Kamvysi — along with her neighbors, ages 89 and 85 — was photographed sitting on a bench last year assisting a Syrian refugee mother by bottle-feeding her child. The photo was widely shared on social media, and she and the other women became symbols of Greek generosity toward the thousands of migrants who have fled the Middle East and Africa in recent years. The three women, along with a Greek fisherman Stratis Valiamos and American actress Susan Sarandon, were subsequently nominated for the Nobel prize by a group of Greek lawmakers, academics and others, for their humanitarian efforts for the refugees.
“There are many people that helped the refugees — the fishermen, the volunteers. It wasn’t just us,” Kamvysi said. “Those poor babies, escaping war and drowning in the waters. It’s such a shame. We’re all crying in the village whenever there’s a shipwreck.”

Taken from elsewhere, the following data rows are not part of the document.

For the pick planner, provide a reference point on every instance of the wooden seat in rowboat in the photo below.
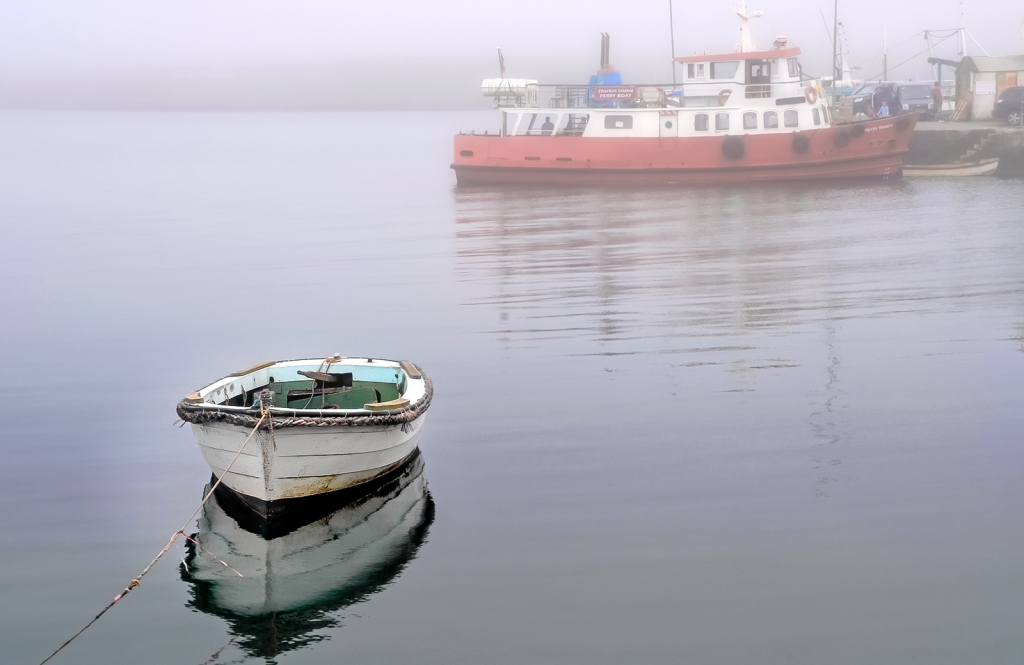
(335, 380)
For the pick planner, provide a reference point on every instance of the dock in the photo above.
(949, 142)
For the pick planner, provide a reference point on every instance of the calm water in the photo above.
(775, 424)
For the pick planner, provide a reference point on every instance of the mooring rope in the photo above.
(180, 532)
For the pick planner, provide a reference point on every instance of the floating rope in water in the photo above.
(180, 532)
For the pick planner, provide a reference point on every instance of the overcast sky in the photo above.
(540, 38)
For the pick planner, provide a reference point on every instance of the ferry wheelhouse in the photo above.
(741, 117)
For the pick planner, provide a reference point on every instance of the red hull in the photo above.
(877, 152)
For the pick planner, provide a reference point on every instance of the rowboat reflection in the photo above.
(290, 585)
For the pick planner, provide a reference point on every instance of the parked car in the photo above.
(1010, 105)
(914, 96)
(871, 95)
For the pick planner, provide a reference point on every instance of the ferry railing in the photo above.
(659, 95)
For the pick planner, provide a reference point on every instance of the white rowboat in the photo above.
(984, 167)
(332, 424)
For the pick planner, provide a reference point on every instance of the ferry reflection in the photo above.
(292, 584)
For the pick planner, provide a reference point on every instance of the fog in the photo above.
(313, 54)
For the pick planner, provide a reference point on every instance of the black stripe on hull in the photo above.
(274, 518)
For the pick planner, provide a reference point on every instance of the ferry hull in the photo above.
(877, 151)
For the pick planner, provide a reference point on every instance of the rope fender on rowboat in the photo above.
(282, 417)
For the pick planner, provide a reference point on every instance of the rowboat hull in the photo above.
(984, 167)
(302, 462)
(276, 592)
(257, 432)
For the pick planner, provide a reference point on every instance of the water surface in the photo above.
(770, 424)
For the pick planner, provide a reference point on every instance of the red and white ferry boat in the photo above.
(740, 117)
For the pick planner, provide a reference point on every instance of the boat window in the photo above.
(619, 122)
(529, 125)
(724, 70)
(572, 124)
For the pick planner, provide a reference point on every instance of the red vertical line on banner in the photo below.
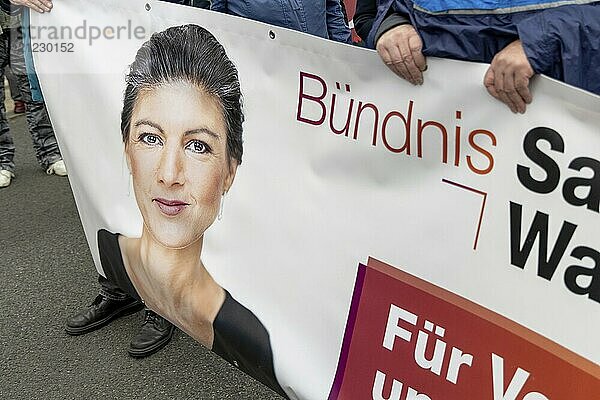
(484, 194)
(352, 315)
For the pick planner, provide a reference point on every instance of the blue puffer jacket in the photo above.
(322, 18)
(561, 38)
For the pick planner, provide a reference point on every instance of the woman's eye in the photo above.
(198, 146)
(150, 139)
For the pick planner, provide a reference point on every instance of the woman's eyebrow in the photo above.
(149, 123)
(202, 130)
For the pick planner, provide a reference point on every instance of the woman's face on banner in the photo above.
(177, 155)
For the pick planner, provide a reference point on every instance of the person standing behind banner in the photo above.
(555, 38)
(322, 18)
(40, 128)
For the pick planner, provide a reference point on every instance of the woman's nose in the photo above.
(170, 169)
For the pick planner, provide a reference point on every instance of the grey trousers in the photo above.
(38, 122)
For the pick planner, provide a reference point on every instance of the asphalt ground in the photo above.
(47, 274)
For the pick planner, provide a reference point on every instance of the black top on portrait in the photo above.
(239, 336)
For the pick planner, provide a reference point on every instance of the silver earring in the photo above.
(220, 215)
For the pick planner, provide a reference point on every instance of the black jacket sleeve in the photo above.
(366, 11)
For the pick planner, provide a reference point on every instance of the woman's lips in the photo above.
(170, 207)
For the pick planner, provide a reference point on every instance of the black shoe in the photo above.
(100, 313)
(155, 333)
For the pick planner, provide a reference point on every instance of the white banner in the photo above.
(345, 164)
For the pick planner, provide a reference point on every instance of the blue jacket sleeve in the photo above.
(564, 42)
(9, 8)
(336, 24)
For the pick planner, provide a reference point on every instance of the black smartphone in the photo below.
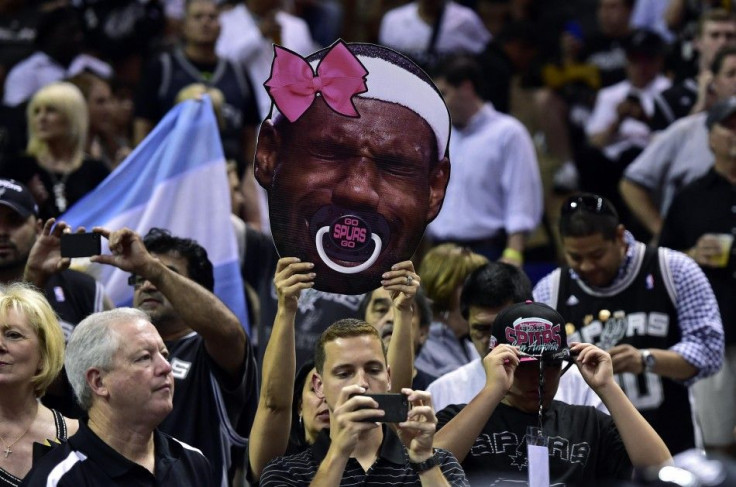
(395, 407)
(80, 244)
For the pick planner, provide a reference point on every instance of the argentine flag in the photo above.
(175, 179)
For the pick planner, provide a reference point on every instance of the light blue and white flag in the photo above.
(175, 179)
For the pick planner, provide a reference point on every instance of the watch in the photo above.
(427, 464)
(648, 360)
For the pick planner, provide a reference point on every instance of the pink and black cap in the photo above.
(536, 328)
(17, 197)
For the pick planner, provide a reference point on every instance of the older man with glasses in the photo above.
(651, 308)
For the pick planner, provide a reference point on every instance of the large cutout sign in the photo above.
(354, 159)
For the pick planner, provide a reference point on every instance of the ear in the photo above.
(388, 375)
(95, 380)
(439, 176)
(267, 149)
(318, 385)
(621, 235)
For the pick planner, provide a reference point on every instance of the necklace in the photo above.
(7, 446)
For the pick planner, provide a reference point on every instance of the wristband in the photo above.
(512, 254)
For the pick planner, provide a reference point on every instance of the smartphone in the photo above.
(395, 407)
(80, 244)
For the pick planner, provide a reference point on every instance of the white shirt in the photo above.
(461, 30)
(675, 157)
(241, 41)
(632, 133)
(461, 385)
(494, 180)
(39, 70)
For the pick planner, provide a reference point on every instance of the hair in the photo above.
(584, 223)
(93, 344)
(717, 64)
(196, 90)
(420, 300)
(297, 438)
(26, 300)
(160, 241)
(457, 69)
(494, 285)
(713, 15)
(50, 20)
(345, 328)
(444, 269)
(379, 52)
(69, 101)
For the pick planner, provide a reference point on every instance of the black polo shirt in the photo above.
(86, 460)
(707, 205)
(390, 468)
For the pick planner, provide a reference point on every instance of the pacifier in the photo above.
(348, 236)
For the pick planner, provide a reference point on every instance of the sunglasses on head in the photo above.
(588, 202)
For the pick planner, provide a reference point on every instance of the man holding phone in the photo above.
(351, 362)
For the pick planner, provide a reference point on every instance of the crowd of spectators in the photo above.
(629, 103)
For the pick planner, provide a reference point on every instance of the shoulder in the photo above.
(292, 467)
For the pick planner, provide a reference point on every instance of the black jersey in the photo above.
(87, 461)
(640, 312)
(208, 405)
(584, 445)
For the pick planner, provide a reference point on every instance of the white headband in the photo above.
(391, 83)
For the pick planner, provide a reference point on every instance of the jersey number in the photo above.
(644, 391)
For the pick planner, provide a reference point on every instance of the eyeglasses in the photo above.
(589, 202)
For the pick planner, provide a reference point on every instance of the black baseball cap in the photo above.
(721, 111)
(16, 196)
(536, 328)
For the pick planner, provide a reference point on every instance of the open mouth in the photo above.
(348, 241)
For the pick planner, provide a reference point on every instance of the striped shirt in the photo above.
(390, 468)
(87, 461)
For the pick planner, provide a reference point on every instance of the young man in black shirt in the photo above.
(350, 362)
(489, 434)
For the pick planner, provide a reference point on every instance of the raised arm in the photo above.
(269, 436)
(201, 310)
(461, 432)
(400, 354)
(643, 445)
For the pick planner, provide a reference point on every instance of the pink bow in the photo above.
(293, 85)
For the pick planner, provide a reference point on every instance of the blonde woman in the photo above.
(31, 356)
(443, 271)
(55, 167)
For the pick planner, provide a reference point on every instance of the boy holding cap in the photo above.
(489, 434)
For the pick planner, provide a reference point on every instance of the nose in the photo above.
(586, 266)
(358, 188)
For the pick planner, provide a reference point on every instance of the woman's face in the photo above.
(20, 355)
(49, 124)
(314, 412)
(99, 105)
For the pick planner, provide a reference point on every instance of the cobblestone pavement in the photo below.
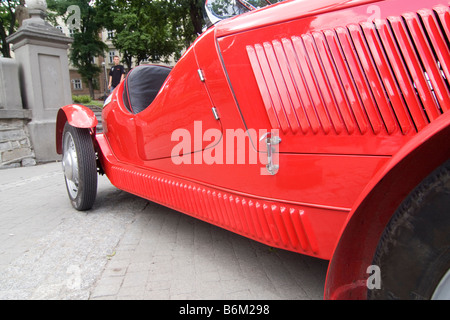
(130, 248)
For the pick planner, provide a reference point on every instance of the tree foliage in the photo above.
(152, 30)
(87, 43)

The migrants remind her of her parents, who fled their home on Moshonisi Island during the Greek-Turkish war in 1922. Last year, at the peak of the refugee crisis, as many as 6,500 people arrived daily in the Greek islands. Last month, an average of 100 refugees arrived per day. In September alone, more than 600 migrants lost their lives or went missing in the Mediterranean. “My mom was born in Turkey,” Kamvysi said. “She left persecuted and arrived here when she was only 17 years old. They came with hurt souls. It’s exactly how I see the refugees are today. When they arrived in Greece, the locals didn’t want them and saw them as foreigners.”
“Our mothers arrived on a fishing boat only with a trunk of clothes and a sewing machine,” said Maritsa Mavrapidou, Kamvysi’s cousin, 85, who was also in the viral photo. “Concerning the photo that people talk about: we didn’t do really anything,” Mavrapidou said. “The mother came out of the boat, soaking wet. We held and fed her baby while she was changing. I have 16 grandchildren. Our hearts break to see so many children on the refugee boats.”
The third woman pictured was Mavrapidou’s 89-year-old sister, Efstathia. On Friday, the three women will find out if they will become official laureates.